列削除:過去非保持型は、列追加:過去遡及型と似ており、過去に遡って既存のレコードから削除列を削除する。この型に対するアクセスは、図50から図53までの説明と同じになる。データベース定義体は最新のもののみを保持する。これに対し、列削除:過去保持型は列追加:過去非遡及型と似ている。既存のレコードに関しては、作成された状態のままとなる。この方に対するアクセスは、図46から図49まで説明と同じになる。データベース定義体は、各バージョンのものを保持する。
子データベース方式は、列削除に当って子データベースを新たに作成し、親データベースには、元のレコードから削除する列を除いたレコードを格納し、子データベースには、削除した列と主キーとを組にしたレコードを作成し、それを格納する。
直接列削除方式は、ブロック中に格納されているレコードに対して、削除するレコードを直接削除し、削除列のないレコードを新レコードとして格納するものである。

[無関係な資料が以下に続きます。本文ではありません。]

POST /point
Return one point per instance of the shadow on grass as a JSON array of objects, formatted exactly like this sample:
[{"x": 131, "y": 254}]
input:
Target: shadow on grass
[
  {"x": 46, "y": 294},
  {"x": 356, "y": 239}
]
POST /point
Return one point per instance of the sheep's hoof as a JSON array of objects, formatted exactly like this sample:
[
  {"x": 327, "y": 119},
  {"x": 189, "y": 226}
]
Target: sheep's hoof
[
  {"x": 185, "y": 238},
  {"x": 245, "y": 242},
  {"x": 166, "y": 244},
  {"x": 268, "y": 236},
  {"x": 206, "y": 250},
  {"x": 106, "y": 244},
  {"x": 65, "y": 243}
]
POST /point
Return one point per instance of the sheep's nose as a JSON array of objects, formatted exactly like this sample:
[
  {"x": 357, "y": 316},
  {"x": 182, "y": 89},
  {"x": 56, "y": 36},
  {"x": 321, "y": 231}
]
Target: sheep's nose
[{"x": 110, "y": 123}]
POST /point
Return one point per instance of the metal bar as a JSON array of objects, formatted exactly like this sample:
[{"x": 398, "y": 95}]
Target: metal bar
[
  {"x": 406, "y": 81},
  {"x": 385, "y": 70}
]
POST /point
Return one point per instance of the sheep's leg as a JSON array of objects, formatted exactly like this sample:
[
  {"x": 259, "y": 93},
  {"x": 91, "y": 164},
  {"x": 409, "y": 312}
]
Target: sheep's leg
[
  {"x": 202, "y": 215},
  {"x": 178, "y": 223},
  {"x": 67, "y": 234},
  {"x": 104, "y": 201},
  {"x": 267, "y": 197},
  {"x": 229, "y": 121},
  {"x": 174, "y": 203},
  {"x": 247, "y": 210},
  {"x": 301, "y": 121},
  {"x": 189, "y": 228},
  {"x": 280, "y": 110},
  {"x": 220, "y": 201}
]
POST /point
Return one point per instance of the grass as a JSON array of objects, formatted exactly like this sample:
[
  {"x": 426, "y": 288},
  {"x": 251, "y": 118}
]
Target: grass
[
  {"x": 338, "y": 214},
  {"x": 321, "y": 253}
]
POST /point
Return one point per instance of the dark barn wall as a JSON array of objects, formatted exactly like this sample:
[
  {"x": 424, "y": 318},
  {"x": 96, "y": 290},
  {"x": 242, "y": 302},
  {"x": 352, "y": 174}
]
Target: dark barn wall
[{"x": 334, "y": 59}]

過去保持型・定義削除方式のデータベースでは、定義削除方式による列削除を行った後で、再編成の仕組を適用することにより実際に列を削除することが可能である。再編成の際に列を削除する場合、列を削除したレコードのみを新規データベースとして書き戻す方法と、削除した列と主キーとを組み合わせたレコードを新しく子データベースとして作成しておく方法がある。再編成で、列を削除したレコードのみを新規データベースとして書き戻す方法を採用した場合、再編成に要する時間は短くなるが、列を削除する前のデータベース定義体を使用しているプログラムからの要求では、削除した列の値を返すことができなくなるので、場合によってはプログラムが異常終了する可能性がある。この点は、直接列削除方式でも同様である。よって、この方式を使用する場合は、慎重に実施する必要がある。再編成で、削除した列を新しく別なデータベースとして作成しておく方法を採用した場合、再編成に要する時間は長くなる他、データベースを新たに作成する領域も必要となる。一方で、列を削除する前のデータベース定義体を使用しているプログラムからの要求でも、問題なく処理できるし、新しいバージョンのデータベース定義体を使用したプログラムからの要求は、再編成前に比較すると早くなる。
[列削除:過去保持型・定義削除方式]
図25は、過去保持型・定義削除方式により列eを削除する場合の図である。図25では、列eに網掛けを施しているが、この意味は以下の説明で詳述する。データベース定義体と論理構造変換テーブルX27は図26に記述してある。列eを削除する直前の状態に対するデータベース定義体をV3とし、列eを削除した後のデータベース定義体をV4としている。データベース定義体V1、V2、V3は、図24に記載したものと同じである。また、図46から図49が参考となる。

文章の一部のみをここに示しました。